David Pratt, vice-chief of the Federation of Sovereign Indigenous Nations, said it would be a “really good idea” to cancel Canada Day celebrations. The federation represents 74 First Nations in Saskatchewan.
“Because, I’m telling you, Indigenous people are really hurting, young and old alike,” he told a news conference.
“A lot of people are really hurting right now, and I think it would be appropriate.”
Cancelling Canada Day celebrations would go a long way in recognizing the pain and suffering of Indigenous people, especially after the discovery of the remains of the 215 children, he said.
“We’re collectively mourning right now and in grief, and a lot of old wounds have been dug up and reopened because of this.”
A number of Indigenous communities have released statements saying they won’t celebrate Canada Day, he said.
“It will, in fact, be a day of mourning for their community,” Pratt said.
“And I think we’ll probably see more of that. I don’t think that you’ll see too many Indigenous people waving the flags around on July 1.”
City council in Victoria voted unanimously to cancel a planned Canada Day broadcast in order to permit a “thoughtful reflection” of what it means to be Canadian.

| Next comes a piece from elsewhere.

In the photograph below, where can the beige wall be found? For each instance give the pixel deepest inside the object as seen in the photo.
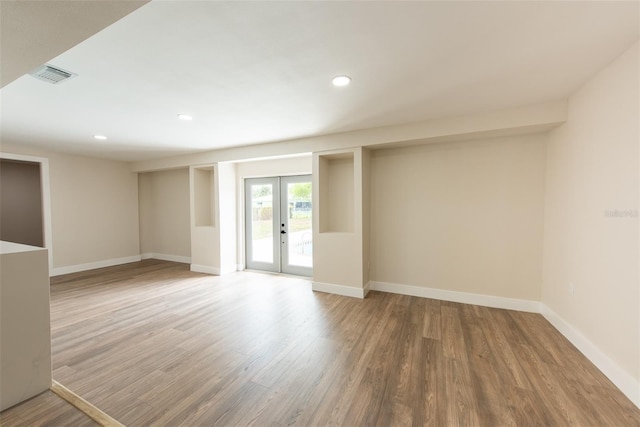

A statement from the City of Victoria says council voted to scrap the virtual celebration following the discovery of what are believed to be the remains of 215 students buried on the site of the former Kamloops Indian Residential School.
The city said it will be guided by members of the local First Nation and will replace the broadcast with one that features Indigenous artists, which is scheduled to be broadcast later this summer.
Mayor Lisa Helps said Canada, as a nation, is in a “challenging moment.”
The city’s broadcast has been cancelled as council takes time to “explore new possibilities,” she said in a statement.
“While everyone will mark Canada Day in their own way on July 1, now is a time where the city can take leadership and provide an opportunity for thoughtful reflection and examination of what it means to be Canadian in light of recent events and what we already know from our past,” it said.